Vluchtelingen
In Goes wonen honderd jonge vluchtelingen. Officieel heten zij Alleenstaande Minderjarige Vreemdelingen (AMV’ers). Dit zijn kinderen en jongeren tot achttien jaar, die zonder ouders naar Nederland zijn gevlucht. Of die geen ouders meer hebben.

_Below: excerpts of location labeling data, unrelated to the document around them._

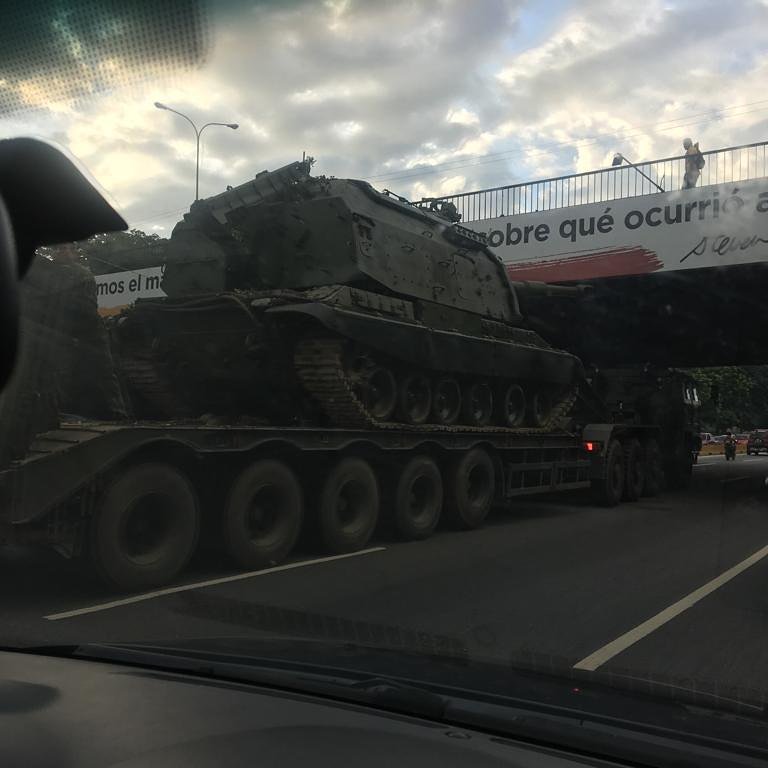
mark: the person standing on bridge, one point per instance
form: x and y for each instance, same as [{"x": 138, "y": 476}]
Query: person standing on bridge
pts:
[{"x": 694, "y": 162}]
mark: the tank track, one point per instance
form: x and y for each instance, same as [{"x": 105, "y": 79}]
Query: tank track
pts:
[
  {"x": 142, "y": 376},
  {"x": 319, "y": 364}
]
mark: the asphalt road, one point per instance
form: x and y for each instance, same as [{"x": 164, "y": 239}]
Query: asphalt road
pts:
[{"x": 660, "y": 587}]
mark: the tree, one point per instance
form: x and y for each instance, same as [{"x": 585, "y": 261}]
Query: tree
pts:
[
  {"x": 732, "y": 397},
  {"x": 117, "y": 251}
]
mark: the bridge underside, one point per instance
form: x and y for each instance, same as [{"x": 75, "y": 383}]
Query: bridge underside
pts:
[{"x": 705, "y": 317}]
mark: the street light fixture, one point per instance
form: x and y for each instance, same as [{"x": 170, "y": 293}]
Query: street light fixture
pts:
[
  {"x": 198, "y": 132},
  {"x": 618, "y": 159}
]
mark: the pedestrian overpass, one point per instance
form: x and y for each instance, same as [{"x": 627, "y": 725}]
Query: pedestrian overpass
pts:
[{"x": 679, "y": 277}]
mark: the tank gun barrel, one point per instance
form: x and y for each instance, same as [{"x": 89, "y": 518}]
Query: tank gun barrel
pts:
[{"x": 534, "y": 289}]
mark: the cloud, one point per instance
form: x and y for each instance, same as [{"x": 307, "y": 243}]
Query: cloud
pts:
[{"x": 425, "y": 98}]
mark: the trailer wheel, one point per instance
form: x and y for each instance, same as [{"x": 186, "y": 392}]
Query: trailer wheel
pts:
[
  {"x": 471, "y": 486},
  {"x": 634, "y": 481},
  {"x": 418, "y": 499},
  {"x": 609, "y": 491},
  {"x": 146, "y": 527},
  {"x": 349, "y": 506},
  {"x": 264, "y": 514},
  {"x": 654, "y": 471}
]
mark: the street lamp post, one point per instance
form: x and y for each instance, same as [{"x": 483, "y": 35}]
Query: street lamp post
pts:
[
  {"x": 618, "y": 159},
  {"x": 198, "y": 133}
]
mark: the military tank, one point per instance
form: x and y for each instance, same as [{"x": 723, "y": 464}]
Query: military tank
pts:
[{"x": 308, "y": 300}]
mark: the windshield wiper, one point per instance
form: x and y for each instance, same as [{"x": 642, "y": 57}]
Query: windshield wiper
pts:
[{"x": 550, "y": 724}]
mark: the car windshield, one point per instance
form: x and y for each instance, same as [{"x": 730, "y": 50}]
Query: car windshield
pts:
[{"x": 435, "y": 328}]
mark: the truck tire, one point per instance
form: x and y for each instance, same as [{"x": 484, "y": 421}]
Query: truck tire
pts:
[
  {"x": 145, "y": 528},
  {"x": 264, "y": 514},
  {"x": 471, "y": 488},
  {"x": 654, "y": 470},
  {"x": 349, "y": 506},
  {"x": 418, "y": 499},
  {"x": 608, "y": 491},
  {"x": 634, "y": 480}
]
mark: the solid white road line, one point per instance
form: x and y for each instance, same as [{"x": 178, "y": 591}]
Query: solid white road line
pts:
[
  {"x": 607, "y": 652},
  {"x": 209, "y": 583}
]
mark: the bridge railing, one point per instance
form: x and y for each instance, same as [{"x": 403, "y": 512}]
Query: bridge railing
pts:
[{"x": 722, "y": 166}]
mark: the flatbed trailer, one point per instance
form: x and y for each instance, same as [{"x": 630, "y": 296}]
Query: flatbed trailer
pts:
[{"x": 138, "y": 498}]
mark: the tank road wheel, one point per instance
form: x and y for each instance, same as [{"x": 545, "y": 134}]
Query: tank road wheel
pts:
[
  {"x": 541, "y": 407},
  {"x": 446, "y": 401},
  {"x": 418, "y": 499},
  {"x": 512, "y": 406},
  {"x": 471, "y": 488},
  {"x": 145, "y": 528},
  {"x": 477, "y": 404},
  {"x": 609, "y": 491},
  {"x": 654, "y": 469},
  {"x": 634, "y": 464},
  {"x": 414, "y": 398},
  {"x": 379, "y": 393},
  {"x": 349, "y": 506},
  {"x": 264, "y": 515}
]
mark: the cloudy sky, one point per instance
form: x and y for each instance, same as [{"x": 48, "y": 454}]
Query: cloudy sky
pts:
[{"x": 423, "y": 98}]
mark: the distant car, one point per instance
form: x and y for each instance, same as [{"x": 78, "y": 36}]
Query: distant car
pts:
[{"x": 758, "y": 441}]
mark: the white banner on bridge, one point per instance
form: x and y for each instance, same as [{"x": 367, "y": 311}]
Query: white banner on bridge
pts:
[
  {"x": 120, "y": 289},
  {"x": 711, "y": 226}
]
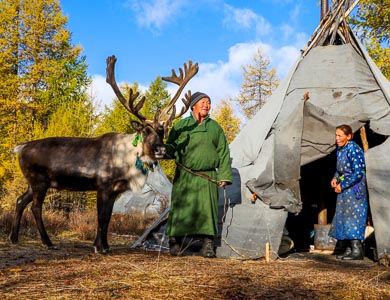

Het zijn allemaal jongens. Zij zijn vaak door hun familie vooruitgestuurd om een veilige plek te zoeken. Het komt vrijwel nooit voor dat meisjes alleen op de vlucht gaan. Twintig van de jongens in Goes weten al dat zij in Nederland mogen blijven wonen, zij worden statushouders genoemd. Ze wonen op het terrein van Emergis. Het Centraal Orgaan opvang asielzoekers (COA) vangt de andere tachtig jongens op in het voormalige Hotel Van der Valk. Zij weten nog niet of ze hier mogen blijven. Zij zijn asielzoeker. Wie zijn deze jonge vluchtelingen? Waar komen ze vandaan en waarom zijn ze gevlucht? In deze GOES stellen drie jonge asielzoekers zich voor.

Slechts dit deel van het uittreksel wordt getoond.